Gerardo and Leo picked us up at dawn at our hotel in San José, and three hours later we started our walk in the Sierra de la Laguna above San Antonio.
It was a lovely warm morning, and there were birds to be seen along the way, to boot. Single black-throated gray and Townsend’s warblers reminded us that we were in the southwest, and the San Lucas robin made sure we knew that we weren’t just anywhere in the southwest.
We also got to see the bizarrely dim-eyed angustifrons acorn woodpecker, and a heavily spotted spotted towhee that was presumably the aptly named umbraticola. A feral hog was a source of momentary puzzlement, and then it was higher, ever higher.
I was embarrassed at having to take three (three!) quick sitting breaks for out-of-breathness, but everyone was kind about it. I’m not used to being The Problem Client, and I’m not used to being Oldest In The Group, but I guess I’d better start resigning myself to it. At least each of my long pauses was another chance at leisurely enjoyment of the stunning desert scenery.
Then, at about 1200 meters, Gerardo mentioned that we were at the lowest spot he’d ever seen the bird. “And there’s one now!”
In early February 1883, when he was exactly my gasping, panting age, Lyman Belding set off alone for the Sierra. Belding found “the trail leading to Laguna … the longest, highest, and possibly the worst” in these mountains, “which were probably never previously explored by any collector.”
The effort paid off handsomely, however, when, on reaching the lower edge of the pines, Belding encountered “a beautiful new Snowbird,” which he dispatched and sent to Robert Ridgway at the Smithsonian for description, specifying that the new bird was to be named for Spencer Baird, “in consideration of [his] valuable ornithological services… in field and office, not the least of such services being his original, full, and accurate descriptions of so many North American birds.” Ridgway, finding the bird “pretty and very distinct,” obliged, concluding his formal description with the observation that the Baird’s Junco “is so markedly distinct… from all its congeners as to really need no comparison with any of them.”

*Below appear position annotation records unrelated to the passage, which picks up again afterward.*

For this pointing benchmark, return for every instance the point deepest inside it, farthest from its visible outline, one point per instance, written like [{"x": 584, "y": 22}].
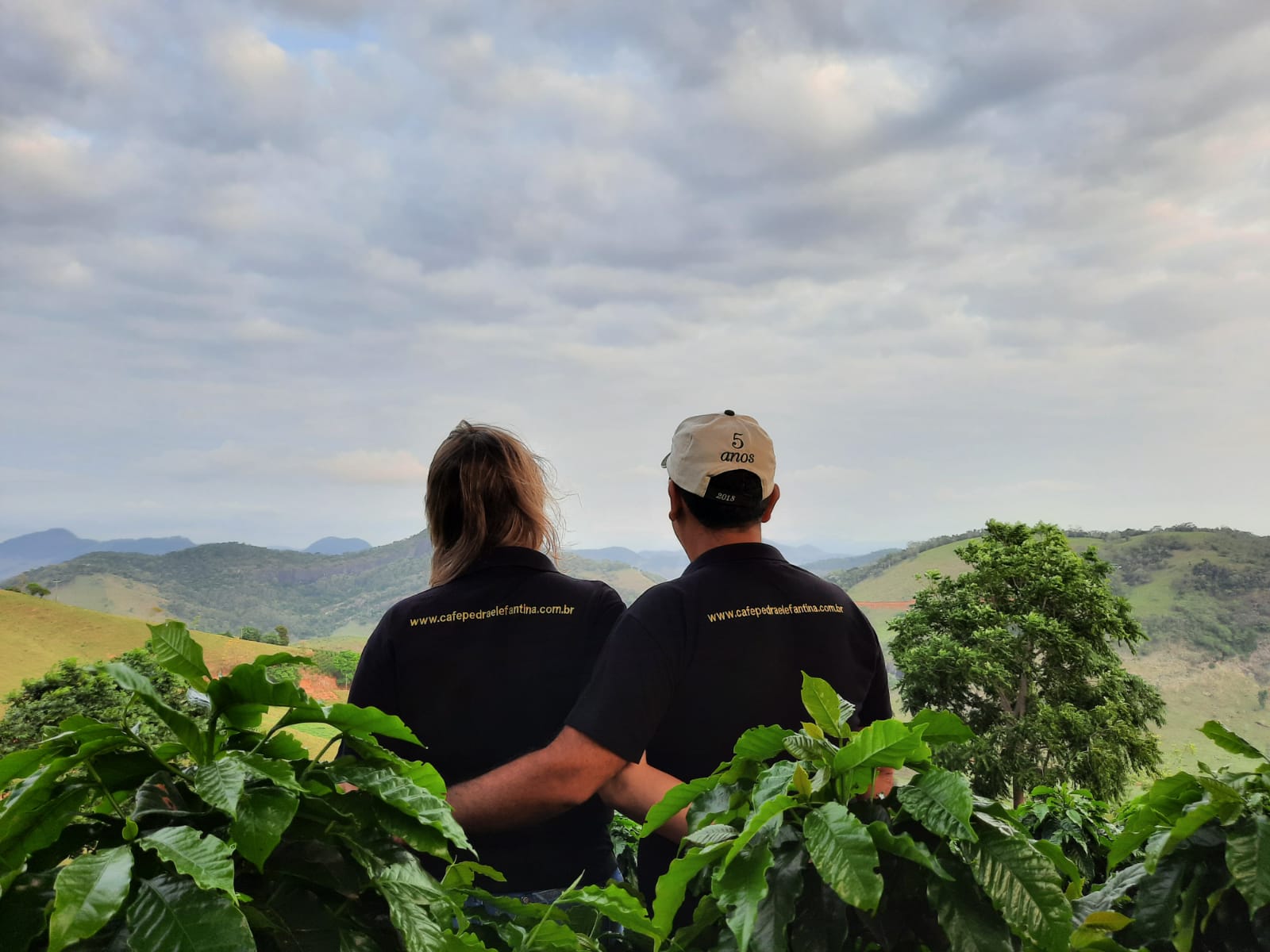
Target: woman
[{"x": 486, "y": 664}]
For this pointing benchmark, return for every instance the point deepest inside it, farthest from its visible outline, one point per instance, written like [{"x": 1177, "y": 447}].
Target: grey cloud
[{"x": 943, "y": 232}]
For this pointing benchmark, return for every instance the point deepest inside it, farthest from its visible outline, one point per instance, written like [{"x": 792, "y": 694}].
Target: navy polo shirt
[
  {"x": 698, "y": 660},
  {"x": 484, "y": 670}
]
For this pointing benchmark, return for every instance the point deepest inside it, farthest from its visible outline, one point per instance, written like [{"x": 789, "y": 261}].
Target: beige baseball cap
[{"x": 709, "y": 444}]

We didn’t have to go anywhere near the pines.
Instead, all we had to do was plop down on the roadside and wait for this most beautiful of the juncos to re-emerge from the shadows to feed in the open.
The birds were nervous at first, perching in the bushes and chacking like tiny thrashers.
Soon enough, though, we had three Baird’s juncos on the ground in front of us, busily stripping the seeds from a grama-like grass and daintily plucking petals from low flowers.
For the most part, all three were quite stolid, barely shifting their big feet when it came time to reach up to take another bite.
There was a little bit of occasional and unenthusiastic double-scratching, but never in the hour we watched them did I see the creepy shuffling so typical of Mexican yellow-eyed juncos, just short hops.
The birds grew more trusting as time went on, and I was able to repeatedly change my position, getting closer each time, without causing any obvious alarm. They were obviously alert to whatever passed overhead, though, reacting nervously to everything from turkey vultures to a canyon wren, and I suspect it was a flighted threat that finally chased the birds back into the dense, dark vegetation whence they had come.
Our walk back down the mountainside was nothing short of joyous, a dream of decades having finally come true. Minds and memories full of the junco, we paused to look at fruiting burseras
purple flowers
and weirdly exfoliating slopes.
Thanks to Bryan, Gerardo, and Leo for making this day such an astounding success. I can’t image what the rest of 2017 could possibly bring to match it.